Früher: ein fröhliches Familientreffen, heute: ein mulmiges Gefühl
![Familie Riese hat sich im Jahr 2025 vor Wahlplakaten fotografieren lassen. Familie Riese hat sich im Jahr 2025 vor Wahlplakaten fotografieren lassen. © Bernhard Riese Foto: Bernhard Riese](/nachrichten/niedersachsen/wahlplakate694_v-contentgross.jpg)
Trotzdem machen sie sich heute wieder auf den Weg nach Hannover. Der Treffpunkt für die gesamte Familie: eine Plakatwand am Waterlooplatz mit allen größeren Parteien, die bei dieser Bundestagswahl dabei sind. Auch alle vier Enkelkinder sind gekommen. Christin ist 18 und darf in diesem Jahr das erste Mal wählen. Früher sei der Fototermin einfach ein fröhliches Familientreffen gewesen, sagt die Abiturientin. Aber in diesem Jahr habe man irgendwie schon ein mulmiges Gefühl. Ihre ältere Schwester Klara sagt, dass es ihr ein bisschen Angst mache, wenn gerade die politische Situation im Land zu beobachten.

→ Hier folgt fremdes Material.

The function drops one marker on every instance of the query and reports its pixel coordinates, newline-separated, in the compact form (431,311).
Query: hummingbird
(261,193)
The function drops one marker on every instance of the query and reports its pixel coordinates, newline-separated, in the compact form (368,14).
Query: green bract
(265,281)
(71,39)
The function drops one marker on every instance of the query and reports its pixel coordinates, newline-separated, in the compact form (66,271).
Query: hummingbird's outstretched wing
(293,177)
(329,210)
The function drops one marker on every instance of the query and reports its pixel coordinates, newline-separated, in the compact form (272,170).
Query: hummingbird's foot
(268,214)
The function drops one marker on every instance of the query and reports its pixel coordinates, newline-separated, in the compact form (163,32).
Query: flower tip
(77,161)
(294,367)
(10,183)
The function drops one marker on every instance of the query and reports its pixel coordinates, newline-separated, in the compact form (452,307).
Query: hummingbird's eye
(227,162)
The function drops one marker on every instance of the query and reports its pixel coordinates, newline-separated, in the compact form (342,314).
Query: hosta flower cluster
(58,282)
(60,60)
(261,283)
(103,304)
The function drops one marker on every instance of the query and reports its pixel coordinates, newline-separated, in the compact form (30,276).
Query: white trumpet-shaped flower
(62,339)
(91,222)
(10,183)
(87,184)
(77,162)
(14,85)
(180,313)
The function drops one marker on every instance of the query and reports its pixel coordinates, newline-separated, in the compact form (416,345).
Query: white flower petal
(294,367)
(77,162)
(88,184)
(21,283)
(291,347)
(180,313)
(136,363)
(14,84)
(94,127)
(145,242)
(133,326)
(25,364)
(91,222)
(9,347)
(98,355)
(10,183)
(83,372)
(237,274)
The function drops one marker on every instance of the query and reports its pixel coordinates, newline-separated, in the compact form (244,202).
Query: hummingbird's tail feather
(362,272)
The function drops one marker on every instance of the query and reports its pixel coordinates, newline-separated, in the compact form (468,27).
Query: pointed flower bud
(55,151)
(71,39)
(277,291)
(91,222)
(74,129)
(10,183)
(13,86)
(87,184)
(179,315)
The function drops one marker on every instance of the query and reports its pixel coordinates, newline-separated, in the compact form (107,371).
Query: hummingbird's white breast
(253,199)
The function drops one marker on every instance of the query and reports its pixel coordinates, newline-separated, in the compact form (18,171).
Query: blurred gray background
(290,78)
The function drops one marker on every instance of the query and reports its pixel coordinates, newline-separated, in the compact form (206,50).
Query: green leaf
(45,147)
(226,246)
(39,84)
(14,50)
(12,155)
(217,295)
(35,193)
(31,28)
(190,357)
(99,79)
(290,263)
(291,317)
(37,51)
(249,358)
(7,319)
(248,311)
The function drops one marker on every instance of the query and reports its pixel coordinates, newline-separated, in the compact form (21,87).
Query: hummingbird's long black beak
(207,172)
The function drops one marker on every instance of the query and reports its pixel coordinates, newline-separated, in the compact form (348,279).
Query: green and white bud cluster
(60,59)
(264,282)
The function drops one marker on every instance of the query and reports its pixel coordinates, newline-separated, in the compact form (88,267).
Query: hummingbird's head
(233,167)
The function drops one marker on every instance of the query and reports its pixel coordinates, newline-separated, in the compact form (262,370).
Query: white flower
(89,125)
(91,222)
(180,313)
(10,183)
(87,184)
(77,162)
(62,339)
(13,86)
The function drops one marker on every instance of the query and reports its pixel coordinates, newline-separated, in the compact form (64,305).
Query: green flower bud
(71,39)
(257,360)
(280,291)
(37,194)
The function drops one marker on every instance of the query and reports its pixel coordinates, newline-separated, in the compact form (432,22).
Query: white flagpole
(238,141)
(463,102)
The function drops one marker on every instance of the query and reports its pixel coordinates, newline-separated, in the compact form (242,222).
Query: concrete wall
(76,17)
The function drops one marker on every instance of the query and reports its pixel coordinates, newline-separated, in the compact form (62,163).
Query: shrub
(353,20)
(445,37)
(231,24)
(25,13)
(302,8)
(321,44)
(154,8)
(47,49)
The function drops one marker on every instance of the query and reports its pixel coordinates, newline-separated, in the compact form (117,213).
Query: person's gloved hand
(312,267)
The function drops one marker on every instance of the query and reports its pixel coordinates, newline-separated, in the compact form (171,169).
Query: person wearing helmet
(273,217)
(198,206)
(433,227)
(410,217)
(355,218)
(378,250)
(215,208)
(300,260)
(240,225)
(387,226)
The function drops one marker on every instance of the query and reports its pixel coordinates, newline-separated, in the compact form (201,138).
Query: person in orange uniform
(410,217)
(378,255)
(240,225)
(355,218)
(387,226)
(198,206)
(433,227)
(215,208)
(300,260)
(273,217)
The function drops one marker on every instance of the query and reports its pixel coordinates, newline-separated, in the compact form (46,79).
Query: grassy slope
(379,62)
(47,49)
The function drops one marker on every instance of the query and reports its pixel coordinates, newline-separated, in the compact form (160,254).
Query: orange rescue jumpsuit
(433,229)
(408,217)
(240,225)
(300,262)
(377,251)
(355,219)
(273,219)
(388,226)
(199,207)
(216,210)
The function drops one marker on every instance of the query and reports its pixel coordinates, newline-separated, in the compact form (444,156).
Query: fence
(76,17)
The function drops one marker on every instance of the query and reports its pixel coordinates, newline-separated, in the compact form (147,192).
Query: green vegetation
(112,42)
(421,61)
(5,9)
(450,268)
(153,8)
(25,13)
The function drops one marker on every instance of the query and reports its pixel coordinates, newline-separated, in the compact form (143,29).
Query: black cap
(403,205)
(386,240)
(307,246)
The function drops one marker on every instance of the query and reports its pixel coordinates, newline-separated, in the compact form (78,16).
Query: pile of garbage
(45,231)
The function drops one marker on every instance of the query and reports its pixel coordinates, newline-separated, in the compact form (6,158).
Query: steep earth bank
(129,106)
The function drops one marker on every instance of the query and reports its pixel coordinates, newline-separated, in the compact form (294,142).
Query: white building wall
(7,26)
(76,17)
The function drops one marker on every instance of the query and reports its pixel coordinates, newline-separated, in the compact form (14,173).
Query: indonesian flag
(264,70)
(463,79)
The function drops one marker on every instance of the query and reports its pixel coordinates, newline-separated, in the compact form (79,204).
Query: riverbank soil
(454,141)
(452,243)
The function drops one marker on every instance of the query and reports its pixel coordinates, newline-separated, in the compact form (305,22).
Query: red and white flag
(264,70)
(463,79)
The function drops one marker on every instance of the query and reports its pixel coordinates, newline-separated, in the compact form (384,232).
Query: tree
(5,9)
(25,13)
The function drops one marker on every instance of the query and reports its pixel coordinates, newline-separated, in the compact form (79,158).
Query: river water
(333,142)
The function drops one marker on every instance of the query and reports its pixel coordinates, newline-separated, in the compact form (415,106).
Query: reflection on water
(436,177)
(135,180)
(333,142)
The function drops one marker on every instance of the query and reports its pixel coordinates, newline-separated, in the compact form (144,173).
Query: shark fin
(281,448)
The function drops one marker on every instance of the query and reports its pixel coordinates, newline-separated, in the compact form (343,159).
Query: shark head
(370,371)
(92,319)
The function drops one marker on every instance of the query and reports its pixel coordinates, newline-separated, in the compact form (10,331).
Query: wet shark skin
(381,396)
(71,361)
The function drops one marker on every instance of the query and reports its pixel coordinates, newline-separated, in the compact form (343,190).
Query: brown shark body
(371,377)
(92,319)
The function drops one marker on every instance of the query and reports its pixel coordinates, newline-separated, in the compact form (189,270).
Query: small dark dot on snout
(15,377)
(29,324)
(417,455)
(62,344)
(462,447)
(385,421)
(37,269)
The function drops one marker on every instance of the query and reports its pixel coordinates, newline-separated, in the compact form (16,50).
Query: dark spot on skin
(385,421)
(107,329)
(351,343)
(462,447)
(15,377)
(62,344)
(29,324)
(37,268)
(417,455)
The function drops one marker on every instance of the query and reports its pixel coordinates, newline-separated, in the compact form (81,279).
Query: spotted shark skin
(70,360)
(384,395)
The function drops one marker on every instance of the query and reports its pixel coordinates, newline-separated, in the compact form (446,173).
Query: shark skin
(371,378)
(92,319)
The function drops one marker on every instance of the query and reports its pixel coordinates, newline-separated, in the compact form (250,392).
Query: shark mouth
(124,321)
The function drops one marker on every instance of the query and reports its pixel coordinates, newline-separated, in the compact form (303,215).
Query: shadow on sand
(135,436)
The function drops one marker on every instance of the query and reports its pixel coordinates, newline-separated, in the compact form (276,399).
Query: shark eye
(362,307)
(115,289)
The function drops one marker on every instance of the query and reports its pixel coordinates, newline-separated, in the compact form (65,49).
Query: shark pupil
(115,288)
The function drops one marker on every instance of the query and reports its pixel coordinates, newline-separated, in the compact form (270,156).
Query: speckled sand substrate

Politische Diskussionen am Küchentisch der Familie
Was das Wahlverhalten angehe, sei die Familie durchaus bunt gemischt und es gäbe im Vorfeld jeder Wahl heiße Diskussionen am Küchentisch, sagt Bernhard Riese. Einer Aussage von Schwiegersohn Uli Wetzel können allerdings alle zustimmen. "Dass sich nach der Wahl alle mal wieder ein bisschen beruhigen, zusammenraufen und merken, dass es wirklich eine starke demokratische Mitte braucht, die aber auch wirklich die Probleme benennt", so Uli Wetzel.
Eine fast 50 Jahre alte Familientradition
Dann geht es endlich zum wichtigsten Programmpunkt über: Nicolai Riese, der älteste Sohn von Vater Bernhard übernimmt diesmal das korrekte Positionieren aller Familienmitglieder vor den Wahlplakaten. Kurz danach klickt der Selbstauslöser seiner Digitalkamera. Aber auch die analoge Fotokamera von Bernhard Riese kommt wieder zum Einsatz - gut 50 Jahre nach dem Beginn einer ganz besonderen Fotoserie.